Even BRCA1 and 2 testing is not unambiguous.  Many people will have variants in a gene that may or may not affect protein function.  These are called variants of unknown significance (VUS).  If the variant causes the protein to be truncated or shortened, or deletes a big chunk of the protein there is a pretty good chance that it will affect protein function.  Or if we have data that shows that many people with this variant have developed cancer at an early age, we can assume that it probably increases risk.  However, many variants change an amino acid but we have no way of knowing if this affects protein function.  What do you do with this information?  Even if you have a family history of cancer, you don't know if its because of this variant or some other variant in another gene. 

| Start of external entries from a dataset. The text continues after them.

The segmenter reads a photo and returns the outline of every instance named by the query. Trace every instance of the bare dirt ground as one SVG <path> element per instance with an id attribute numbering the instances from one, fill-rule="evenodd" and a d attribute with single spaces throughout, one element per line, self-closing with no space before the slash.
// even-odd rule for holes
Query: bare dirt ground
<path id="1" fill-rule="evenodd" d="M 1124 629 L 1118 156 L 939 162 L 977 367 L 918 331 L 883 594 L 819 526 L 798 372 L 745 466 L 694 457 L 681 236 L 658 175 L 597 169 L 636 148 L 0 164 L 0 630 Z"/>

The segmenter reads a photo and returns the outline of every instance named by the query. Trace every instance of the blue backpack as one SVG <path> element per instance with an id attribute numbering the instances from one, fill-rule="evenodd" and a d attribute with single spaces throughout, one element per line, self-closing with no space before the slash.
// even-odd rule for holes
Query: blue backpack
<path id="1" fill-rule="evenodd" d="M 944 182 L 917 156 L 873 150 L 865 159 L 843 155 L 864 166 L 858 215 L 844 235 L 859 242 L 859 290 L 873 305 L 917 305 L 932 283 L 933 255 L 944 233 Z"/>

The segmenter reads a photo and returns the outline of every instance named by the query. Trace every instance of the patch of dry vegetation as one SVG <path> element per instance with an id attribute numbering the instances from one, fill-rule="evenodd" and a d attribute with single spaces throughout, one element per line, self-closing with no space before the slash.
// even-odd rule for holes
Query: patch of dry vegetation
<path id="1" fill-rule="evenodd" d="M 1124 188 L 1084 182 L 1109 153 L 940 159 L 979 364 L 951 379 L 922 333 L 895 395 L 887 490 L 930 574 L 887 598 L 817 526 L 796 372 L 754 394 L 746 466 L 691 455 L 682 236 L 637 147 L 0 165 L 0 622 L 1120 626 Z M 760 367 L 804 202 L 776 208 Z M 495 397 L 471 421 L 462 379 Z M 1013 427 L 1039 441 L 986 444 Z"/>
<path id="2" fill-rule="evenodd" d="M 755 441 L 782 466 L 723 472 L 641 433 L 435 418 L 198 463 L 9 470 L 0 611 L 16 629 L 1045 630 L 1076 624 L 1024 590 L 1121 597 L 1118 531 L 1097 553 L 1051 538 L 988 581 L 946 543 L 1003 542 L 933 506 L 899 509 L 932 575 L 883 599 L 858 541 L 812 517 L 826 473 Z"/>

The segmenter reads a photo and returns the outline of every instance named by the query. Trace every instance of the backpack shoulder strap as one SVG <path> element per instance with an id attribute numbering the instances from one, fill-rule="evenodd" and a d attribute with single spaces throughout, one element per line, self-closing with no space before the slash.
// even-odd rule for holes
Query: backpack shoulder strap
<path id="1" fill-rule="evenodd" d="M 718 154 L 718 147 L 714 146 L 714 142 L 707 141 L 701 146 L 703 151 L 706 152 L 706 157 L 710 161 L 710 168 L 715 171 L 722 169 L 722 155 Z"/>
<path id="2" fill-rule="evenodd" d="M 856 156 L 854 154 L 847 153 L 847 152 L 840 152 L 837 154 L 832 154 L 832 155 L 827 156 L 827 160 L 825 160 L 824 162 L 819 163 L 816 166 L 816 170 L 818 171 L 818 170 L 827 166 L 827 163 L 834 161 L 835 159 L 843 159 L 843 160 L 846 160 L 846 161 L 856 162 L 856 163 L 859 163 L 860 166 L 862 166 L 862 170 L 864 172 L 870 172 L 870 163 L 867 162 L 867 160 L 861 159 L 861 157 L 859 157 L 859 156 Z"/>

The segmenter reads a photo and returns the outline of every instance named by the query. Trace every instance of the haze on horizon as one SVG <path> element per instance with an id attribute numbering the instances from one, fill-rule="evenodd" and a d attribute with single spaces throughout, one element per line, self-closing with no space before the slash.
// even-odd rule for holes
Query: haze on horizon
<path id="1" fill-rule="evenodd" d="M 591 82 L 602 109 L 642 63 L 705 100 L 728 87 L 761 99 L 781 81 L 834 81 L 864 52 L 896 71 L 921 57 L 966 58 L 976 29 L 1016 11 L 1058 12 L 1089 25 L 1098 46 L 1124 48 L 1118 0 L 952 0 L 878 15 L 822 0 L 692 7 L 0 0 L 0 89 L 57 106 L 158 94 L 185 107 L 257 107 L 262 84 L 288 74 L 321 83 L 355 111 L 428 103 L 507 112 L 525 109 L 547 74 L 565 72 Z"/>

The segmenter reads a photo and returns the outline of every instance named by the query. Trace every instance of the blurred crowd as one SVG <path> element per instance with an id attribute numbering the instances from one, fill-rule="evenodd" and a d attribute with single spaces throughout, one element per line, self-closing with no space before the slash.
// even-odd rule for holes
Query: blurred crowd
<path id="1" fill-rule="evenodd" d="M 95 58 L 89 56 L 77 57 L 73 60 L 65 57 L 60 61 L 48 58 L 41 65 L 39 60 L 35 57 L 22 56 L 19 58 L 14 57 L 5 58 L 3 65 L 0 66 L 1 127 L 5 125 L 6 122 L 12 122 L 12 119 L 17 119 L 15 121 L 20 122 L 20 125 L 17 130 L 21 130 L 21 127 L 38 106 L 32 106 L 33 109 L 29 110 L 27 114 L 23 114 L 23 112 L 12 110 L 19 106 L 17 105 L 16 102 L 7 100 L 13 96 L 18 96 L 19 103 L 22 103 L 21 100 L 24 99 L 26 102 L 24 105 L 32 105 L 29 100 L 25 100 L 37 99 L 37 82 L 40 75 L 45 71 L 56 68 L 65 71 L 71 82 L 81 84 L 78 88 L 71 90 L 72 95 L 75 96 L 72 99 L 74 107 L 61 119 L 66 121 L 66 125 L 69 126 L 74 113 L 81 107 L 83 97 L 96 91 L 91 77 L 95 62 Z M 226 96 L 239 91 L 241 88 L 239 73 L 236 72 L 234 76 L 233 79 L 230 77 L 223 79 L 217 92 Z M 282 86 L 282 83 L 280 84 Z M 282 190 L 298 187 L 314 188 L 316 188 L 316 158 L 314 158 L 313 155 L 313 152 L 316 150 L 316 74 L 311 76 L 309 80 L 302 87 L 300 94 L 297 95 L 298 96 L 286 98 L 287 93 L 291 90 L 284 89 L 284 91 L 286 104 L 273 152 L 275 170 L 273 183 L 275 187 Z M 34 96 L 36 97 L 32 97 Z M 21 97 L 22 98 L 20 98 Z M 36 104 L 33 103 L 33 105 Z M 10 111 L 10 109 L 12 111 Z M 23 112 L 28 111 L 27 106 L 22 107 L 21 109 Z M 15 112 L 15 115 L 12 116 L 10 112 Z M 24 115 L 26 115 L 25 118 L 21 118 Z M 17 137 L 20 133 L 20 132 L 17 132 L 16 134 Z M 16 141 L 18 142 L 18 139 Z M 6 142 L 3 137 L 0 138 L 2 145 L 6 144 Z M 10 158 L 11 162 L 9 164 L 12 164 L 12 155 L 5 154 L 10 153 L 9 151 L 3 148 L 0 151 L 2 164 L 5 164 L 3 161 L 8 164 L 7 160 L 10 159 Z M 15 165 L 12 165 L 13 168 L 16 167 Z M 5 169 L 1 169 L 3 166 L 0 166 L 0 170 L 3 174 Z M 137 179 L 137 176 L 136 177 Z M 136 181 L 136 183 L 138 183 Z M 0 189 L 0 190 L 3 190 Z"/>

Aside from this problem, how much do you want to trust a for profit company, whose profit model is based in large part on selling your DNA and health information, with your information?  They ask all those health and family history questions because the DNA information without that is not very useful for them to sell.  You can supposedly opt out of them selling them your information, but who is policing that?  do you trust them?  How safe is your data?  What is the potential harm vs benefit.

As for the ancestry stuff, what does it tell you about yourself if you are part whatever?  Does it define or determine  your personality? Your physical appearance? your talents?  We all came from the same ancestors if you go back far enough.  As Steve mentioned, using the SNPs that define the current inhabitants of a country doesn't tell you about the people who lived there ages ago.